What explains the success of cross-modal fine-tuning with ORCA?
Paloma García-de-Herreros, Vagrant Gautam, Philipp Slusallek, Dietrich Klakow, Marius Mosbach
TL;DR
The study interrogates the origins of ORCA's cross-modal transfer performance by conducting targeted ablations across its stages, varying proxy datasets, and comparing pre-training scales. It finds that 2D tasks do not benefit from embedder training, while 1D tasks show limited gains and potential downsides from excessive embedder updates; in all cases, fine-tuning the pre-trained model is essential. Pre-training helps only for certain tasks and scales, and in some cases is unnecessary, underscoring the need for strong no-pretraining baselines. Overall, the work provides a nuanced view of what drives cross-modal fine-tuning success and calls for careful baselines and broader datasets to validate such transfer methods.
Abstract
ORCA (Shen et al., 2023) is a recent technique for cross-modal fine-tuning, i.e., applying pre-trained transformer models to modalities beyond their training data. The technique consists primarily of training an embedder and fine-tuning the embedder and model. Despite its high performance on a variety of downstream tasks, we do not understand precisely how each of these components contribute to ORCA's success.

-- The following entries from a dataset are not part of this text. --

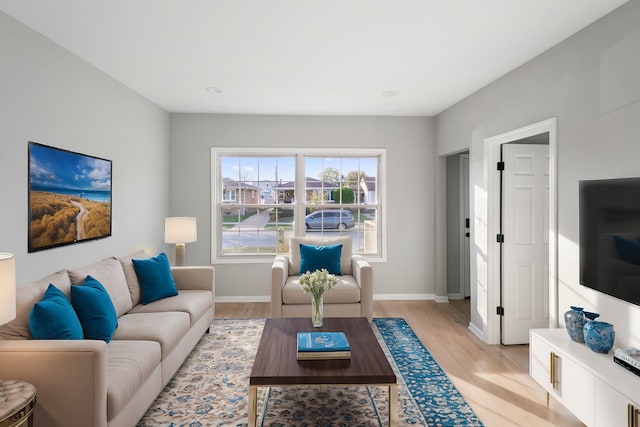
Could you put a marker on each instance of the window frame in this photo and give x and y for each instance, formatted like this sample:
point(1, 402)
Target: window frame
point(299, 205)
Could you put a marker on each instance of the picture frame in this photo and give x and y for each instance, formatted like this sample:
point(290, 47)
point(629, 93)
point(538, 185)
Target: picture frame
point(69, 197)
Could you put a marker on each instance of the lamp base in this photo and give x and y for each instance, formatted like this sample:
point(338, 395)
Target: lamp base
point(180, 249)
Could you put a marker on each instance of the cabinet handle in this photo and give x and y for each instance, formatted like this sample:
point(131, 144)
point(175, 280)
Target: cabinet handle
point(552, 369)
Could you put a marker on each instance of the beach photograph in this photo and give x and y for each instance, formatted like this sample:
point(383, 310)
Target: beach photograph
point(69, 197)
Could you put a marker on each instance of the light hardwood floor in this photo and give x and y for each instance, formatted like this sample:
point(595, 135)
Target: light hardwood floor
point(493, 379)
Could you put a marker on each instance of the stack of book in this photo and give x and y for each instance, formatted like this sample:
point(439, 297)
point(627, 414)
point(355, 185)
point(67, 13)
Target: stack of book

Therefore, we run a series of ablations and find that embedder training does not help 2D tasks at all, contrary to what the original paper posits. In 1D tasks, some amount of embedder training is necessary but more is not better. In 4 out of 6 datasets we experiment with, it is model fine-tuning that makes the biggest difference. Through our ablations and baselines, we contribute a better understanding of the individual components of ORCA.